Tabii ölümüne doğru gidiyoruz yavaş yavaş Christopher Reeve’in. Ben afişte de Dana Reeve - Christopher Reeve aşkını söylemiştim, onlar da 1987 yılında tanışıyorlar ve beş yıl sonra, 1992'de evleniyorlar. 1995 yılında yani üç sene sonra kaza gerçekleşiyor. Üç çocuğu var Christopher Reeve’in ama ilk iki çocuğu, partneri, eski partneri Gae Exton’dan; son çocuğu ise Dana Reeve’den yani Will Reeve. Alexandra kızı, Matthew ise ilk eşinden oğlu. Christopher Reeve, 9 Ekim 2005'de vefat ediyor. Küçük oğlunun hokey maçına gitmek istiyor çünkü çocuklarıyla çok içli dışlı, çok yakın hatta oğluna bisiklete binmeyi öğretiyor sakatken. Oğlunun konuşması da var belgeselde, ‘sadece konuşarak, direktiflerle bana öğretti, gösteremezdi, gösteremedi ama bu şekilde bana bisiklet sürmeyi öğretti’ diyor.

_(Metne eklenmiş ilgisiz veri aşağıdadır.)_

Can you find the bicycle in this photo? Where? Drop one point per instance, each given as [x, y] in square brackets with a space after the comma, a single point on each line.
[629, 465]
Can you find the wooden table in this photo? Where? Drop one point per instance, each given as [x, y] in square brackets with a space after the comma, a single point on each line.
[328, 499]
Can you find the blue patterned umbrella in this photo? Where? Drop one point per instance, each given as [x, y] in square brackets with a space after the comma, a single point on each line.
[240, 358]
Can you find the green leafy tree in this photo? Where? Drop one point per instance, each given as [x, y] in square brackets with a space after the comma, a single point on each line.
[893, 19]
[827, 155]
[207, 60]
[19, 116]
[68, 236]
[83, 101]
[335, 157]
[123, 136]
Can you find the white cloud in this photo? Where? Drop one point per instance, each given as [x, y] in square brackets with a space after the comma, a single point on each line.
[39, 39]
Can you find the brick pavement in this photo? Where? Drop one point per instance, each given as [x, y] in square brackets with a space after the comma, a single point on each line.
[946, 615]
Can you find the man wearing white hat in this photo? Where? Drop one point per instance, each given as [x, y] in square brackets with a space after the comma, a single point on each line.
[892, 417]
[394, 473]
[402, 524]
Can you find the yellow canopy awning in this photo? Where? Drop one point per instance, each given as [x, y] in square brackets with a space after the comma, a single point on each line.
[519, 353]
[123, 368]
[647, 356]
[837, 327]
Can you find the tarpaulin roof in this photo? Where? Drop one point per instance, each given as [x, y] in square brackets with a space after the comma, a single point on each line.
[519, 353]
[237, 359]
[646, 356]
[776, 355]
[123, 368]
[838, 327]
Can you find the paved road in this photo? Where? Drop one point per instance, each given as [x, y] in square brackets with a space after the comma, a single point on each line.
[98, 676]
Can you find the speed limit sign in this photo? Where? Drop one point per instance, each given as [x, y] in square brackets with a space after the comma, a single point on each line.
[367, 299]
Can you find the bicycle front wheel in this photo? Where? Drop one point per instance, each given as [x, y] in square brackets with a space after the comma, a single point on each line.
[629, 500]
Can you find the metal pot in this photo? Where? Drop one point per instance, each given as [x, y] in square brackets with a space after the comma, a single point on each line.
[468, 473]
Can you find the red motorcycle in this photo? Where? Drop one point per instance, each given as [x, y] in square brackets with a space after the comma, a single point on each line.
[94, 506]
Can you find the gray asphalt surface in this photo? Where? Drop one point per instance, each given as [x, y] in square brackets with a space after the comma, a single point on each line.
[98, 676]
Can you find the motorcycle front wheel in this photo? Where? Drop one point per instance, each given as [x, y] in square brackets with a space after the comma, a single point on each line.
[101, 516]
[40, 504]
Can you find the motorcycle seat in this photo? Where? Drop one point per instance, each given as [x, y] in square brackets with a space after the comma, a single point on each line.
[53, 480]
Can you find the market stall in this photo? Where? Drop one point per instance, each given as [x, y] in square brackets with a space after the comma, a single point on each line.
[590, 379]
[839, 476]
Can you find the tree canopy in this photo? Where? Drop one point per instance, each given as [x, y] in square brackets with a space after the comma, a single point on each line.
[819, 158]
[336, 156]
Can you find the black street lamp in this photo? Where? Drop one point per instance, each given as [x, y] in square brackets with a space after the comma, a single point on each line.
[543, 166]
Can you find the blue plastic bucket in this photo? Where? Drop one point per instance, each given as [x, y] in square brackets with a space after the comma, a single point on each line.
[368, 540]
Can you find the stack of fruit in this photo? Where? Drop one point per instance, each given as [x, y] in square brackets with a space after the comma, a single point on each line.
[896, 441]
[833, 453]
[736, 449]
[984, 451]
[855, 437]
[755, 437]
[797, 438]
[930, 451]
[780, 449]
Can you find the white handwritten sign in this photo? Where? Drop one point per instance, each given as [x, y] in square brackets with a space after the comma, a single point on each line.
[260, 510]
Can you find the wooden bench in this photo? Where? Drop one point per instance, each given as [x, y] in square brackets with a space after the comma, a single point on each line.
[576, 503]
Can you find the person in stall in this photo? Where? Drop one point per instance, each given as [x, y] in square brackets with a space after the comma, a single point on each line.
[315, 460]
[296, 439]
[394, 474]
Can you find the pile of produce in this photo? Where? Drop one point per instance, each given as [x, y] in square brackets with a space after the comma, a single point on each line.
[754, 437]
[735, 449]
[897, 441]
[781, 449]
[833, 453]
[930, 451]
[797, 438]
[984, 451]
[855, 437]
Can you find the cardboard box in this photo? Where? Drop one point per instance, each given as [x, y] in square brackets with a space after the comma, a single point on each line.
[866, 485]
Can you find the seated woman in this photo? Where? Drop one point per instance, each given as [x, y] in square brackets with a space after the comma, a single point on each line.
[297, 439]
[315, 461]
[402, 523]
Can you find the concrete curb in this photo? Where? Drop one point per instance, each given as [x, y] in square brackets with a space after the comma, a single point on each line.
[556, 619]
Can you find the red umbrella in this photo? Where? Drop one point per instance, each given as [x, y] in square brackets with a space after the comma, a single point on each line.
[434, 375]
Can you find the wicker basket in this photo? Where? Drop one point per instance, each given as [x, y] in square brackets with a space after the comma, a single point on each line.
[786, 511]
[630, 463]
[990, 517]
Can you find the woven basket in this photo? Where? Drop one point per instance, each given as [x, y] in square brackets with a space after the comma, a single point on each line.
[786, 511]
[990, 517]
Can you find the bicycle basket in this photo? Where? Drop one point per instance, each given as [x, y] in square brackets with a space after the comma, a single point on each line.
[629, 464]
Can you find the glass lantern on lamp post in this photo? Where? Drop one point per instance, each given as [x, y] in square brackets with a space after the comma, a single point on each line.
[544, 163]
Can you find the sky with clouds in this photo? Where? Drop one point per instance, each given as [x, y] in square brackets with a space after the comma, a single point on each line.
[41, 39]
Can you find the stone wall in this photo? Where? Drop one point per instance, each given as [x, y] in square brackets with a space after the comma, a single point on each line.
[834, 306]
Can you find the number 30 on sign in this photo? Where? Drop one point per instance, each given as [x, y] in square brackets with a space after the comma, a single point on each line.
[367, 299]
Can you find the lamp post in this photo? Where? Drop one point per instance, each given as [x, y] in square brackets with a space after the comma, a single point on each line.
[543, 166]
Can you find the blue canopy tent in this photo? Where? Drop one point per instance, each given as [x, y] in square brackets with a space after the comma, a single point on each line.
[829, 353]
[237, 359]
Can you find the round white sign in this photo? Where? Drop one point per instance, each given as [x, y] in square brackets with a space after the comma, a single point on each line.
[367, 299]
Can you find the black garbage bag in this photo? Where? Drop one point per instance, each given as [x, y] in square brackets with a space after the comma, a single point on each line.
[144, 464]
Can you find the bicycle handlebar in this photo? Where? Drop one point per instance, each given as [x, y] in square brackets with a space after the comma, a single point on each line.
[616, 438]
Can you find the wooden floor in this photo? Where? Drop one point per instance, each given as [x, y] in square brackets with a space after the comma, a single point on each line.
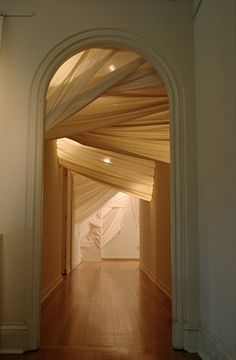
[106, 310]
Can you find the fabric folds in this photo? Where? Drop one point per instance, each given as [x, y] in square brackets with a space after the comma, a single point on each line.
[109, 103]
[122, 172]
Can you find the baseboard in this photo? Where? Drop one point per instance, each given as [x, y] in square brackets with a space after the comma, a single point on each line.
[13, 338]
[161, 286]
[211, 347]
[73, 266]
[191, 336]
[49, 289]
[92, 259]
[120, 259]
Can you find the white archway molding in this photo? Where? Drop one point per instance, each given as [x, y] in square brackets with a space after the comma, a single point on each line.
[184, 270]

Christopher (2004) ve Dana Reeve’den (2006) Yıllar Sonra Barack Obama İmzası ile Christopher and Dana Reeve Paralysis Act (2009)
A.T.A.: Dana Reeve, eşinin ölümünden iki yıl sonra, 2006 yılında akciğer kanserinden 45 yaşında vefat ediyor ve o vakfın adı da Christopher and Dana Reeve Vakfı oluyor. Üç çocuğu aslında bunu bir şekilde hayata geçiriyorlar ve 2009 yılında da Barack Obama başkanlığında Christopher and Dana Reeve Paralysis Act yani Türkçesi ile Christopher ve Dana Reeve Felç Kanunu, Felç Yasası çıkıyor. Bu yasaya biraz baktım ve kök hücre çalışmalarına destek verilmesine dair bir yasa ama tabii 2009 yılı diyor. Arada bir Trump dönemi geçirdik ve ikincisi de yeni başladı. O yasanın son durumu ne oldu hiç bilmiyorum.
Christopher Reeve, Superman’de oynadığı için çocukluğuma da temas eden bir aktör. Tekrar ruhu şad olsun diyorum, anıyorum kendisini. Bu 3 Aralık haftasında onu anmak istedim ama tabii sağlamcı bir yerden düşünmüş çünkü 43 yaşına kadar sağlam yani tırnak içinde ‘sağlam’ bir insandı Christopher Reeve, onun ardından bu kazayı geçiriyor ve iyileşmek, tırnak içinde ‘sakatlıktan kurtulmak iyileşmek midir, değil midir?’ Bunlar hep soru işaretleri. Sakat olmayanlara bunu anlatmak çok zor yani şöyle örnek vereyim; bir erkeğe kadını anlatmak nasıl zor ise ya da Afrikalıya Avrupalıyı anlatmak nasıl zor ise, sakat olmayana da sakatı anlatmak da böyle zor. O yüzden benim talebim şu en azından; ‘hayır, sen anlamazsın’ gibi üst perdeden değil de, bizden duyduğunuz şekilde kabul etmeniz gerekiyor bazı şeyleri. Bunları da söylemiş olayım. Bu hafta böyle bir konuya yer vermek istedim. Çok not aldım, inanılmaz not aldım ama değil yarım saat, üç saat konuşsam da bitiremem. Christopher Reeve’e, Superman'e buradan selam göndererek bitirmek istiyorum. Haftaya görüşmek üzere, hoşçakalın.